Let us see an example with initial conditions, choose: $$\begin{equation*} u(x,0)= \begin{cases} 1-x^2 \ \text{for} \ |x|\leq1 \\ 0 \text{for} \ |x| > 1 \end{cases} \end{equation*}$$

This is a parabola. From $$u(x,t)=f(x-a_0t)$$ one has that $$u(x,0)=f(x)$$. With $$\zeta=x-a_0t$$, we can write the solution: $$\begin{equation*} u(x,t)= \begin{cases} 1-\zeta^2 \ \text{for} \ |\zeta|\leq1 \\ 0 \ \text{for} \ |\zeta|>1 \end{cases} \end{equation*}$$ When we use $$\zeta$$ as variable, the solution is stationary: we follow the wave. Figure 66 summarizes the example.

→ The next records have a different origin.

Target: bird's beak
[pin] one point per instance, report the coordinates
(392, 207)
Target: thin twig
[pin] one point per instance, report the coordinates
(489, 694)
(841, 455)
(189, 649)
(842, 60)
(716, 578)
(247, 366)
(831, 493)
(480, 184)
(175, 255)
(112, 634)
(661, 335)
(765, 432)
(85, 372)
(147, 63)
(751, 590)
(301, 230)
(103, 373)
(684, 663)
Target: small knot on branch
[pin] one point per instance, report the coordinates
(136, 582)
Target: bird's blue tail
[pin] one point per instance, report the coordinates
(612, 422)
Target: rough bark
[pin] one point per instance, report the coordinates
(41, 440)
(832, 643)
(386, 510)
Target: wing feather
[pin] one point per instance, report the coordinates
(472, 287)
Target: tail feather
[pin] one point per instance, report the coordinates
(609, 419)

Figure 66: Propagation of initial condition by the linear advection equation. ## 5.2.2 Example 2:

The inviscid Burger's equation (5.8) is given by: $$\begin{equation*} \frac{\partial u}{\partial t}+u\frac{\partial u}{\partial x}=0 \tag{5.16} \end{equation*}$$ This has the solution $$u(x,t)=f(x-u\cdot t)$$ and characteristic curve given by: $$\frac{dx}{dt}=u$$. This is the same solution as in the previous example, with the important difference that now $$a_0$$ is replaced with $$u$$. The slope of characteristics varies now with $$x$$, as indicated in Figure 67.

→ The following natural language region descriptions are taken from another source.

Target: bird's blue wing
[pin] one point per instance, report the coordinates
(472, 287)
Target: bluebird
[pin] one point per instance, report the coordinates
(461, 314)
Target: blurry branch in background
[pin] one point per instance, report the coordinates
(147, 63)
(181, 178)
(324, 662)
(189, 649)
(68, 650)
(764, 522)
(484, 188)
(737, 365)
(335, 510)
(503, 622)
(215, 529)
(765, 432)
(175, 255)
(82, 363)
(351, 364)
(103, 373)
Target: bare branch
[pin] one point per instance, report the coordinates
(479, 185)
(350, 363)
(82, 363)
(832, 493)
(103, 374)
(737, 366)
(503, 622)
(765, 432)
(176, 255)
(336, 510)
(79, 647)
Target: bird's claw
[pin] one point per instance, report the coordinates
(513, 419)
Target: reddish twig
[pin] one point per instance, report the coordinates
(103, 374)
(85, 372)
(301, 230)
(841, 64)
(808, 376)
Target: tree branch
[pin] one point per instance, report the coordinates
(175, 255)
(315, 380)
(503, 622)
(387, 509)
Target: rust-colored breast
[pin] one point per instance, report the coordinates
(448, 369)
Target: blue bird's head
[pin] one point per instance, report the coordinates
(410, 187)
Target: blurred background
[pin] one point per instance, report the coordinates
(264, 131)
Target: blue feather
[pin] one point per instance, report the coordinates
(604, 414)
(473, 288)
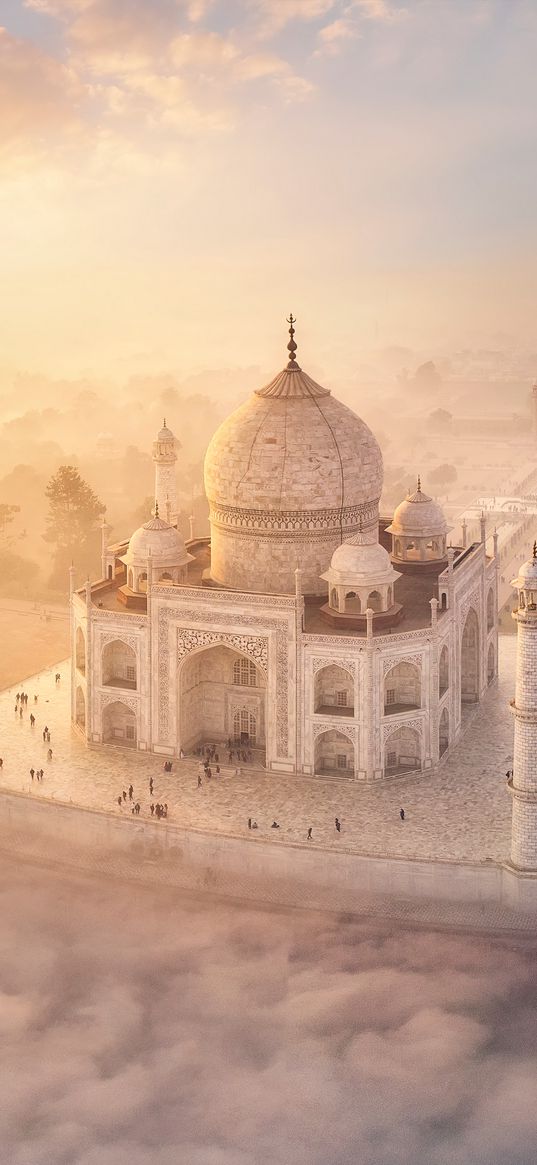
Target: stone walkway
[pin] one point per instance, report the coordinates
(461, 812)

Figure 67: Characteristic curves for the Burger's equation (5.16) at different locations along $$x$$. The same initial condition as in the previous example provide the following solution: $$\begin{equation*} u(x,t)= \begin{cases} 1-\zeta^2 \ \text{for} \ |\zeta|\leq1 \\ 0 \ \text{for} \ |\zeta|>1 \end{cases} \text{der}\ \zeta=x-u\cdot t \end{equation*}$$

Again, we see that the only difference from the previous example is that $$a_0$$ is now replaced by $$u$$. Explicit solution, noting that $$u(x,t)=0$$ for $$|\zeta|>1$$: \begin{align} u(x,t)=&\frac{1}{2t^2}[(2xt-1)\pm g(x,t)],\ \nonumber\\ g(x,t) =&\sqrt{1-4xt+4t^2},\ |\zeta|\leq1 \tag{5.17} \\ \frac{\partial u}{\partial x}=\frac{g(x,t)\pm1}{t\cdot g(x,t)} \tag{5.18} \end{align}

By this method of solution uniqueness is lost when characteristic intersect (Figure 68). In this case one has that $$u(x,t)$$ takes two possible values for $$x\geq1$$, when $$\frac{\partial u}{\partial x}(1,t) > 0$$. The critical value $$t_{crit}$$ when this occur takes place when $$\frac{\partial u}{\partial x}(1,t)\to\infty$$, as one can conclude from (5.18), which implies that $$g(1,t)=0=1-2t\to t_{crit}=\frac{1}{2}$$.

For $$t\leq \frac{1}{2}$$ one uses (5.17) and (5.18) with positive sign for $$g(x,t)$$ for all values of $$x$$. For $$t>\frac{1}{2}$$ the critical value arises at $$x^*=\frac{1+4t^2}{4t}$$ with $$u^*=1-\frac{1}{4t^2}$$. For $$-1\leq x\leq x^*$$ one can still use (5.17) and (5.18) with positive sign for $$g(x,t)$$, but for $$1\leq x\leq x^*$$ the lower part of the solution is given by using (5.17) and (5.18) with negative sign in front of $$g(x,t)$$. The maximum value $$u_{maks}=1$$ is always given at $$x=t$$.

In order to obtain a unique solution, one must introduce the concept of a moving discontinuity: in gas dynamics this is called a shock, in hydraulics a hydraulic jump.

Figure 68: Illustration of intersecting characteristic curves. The characteristic curves shown in Figure 69 are given by: $$\begin{equation*} x=(1-x_0^2)\cdot t+x_0,\ \text{der} \ x=x_0 \ \text{for} \ t=0 \end{equation*}$$

Figure 69: Inviscid Burger's equation solution. Note that solution for time $$t=1$$ is multiply. After $$t_{crit}$$ additional mathematical notions have to be applied to identify a unique solution.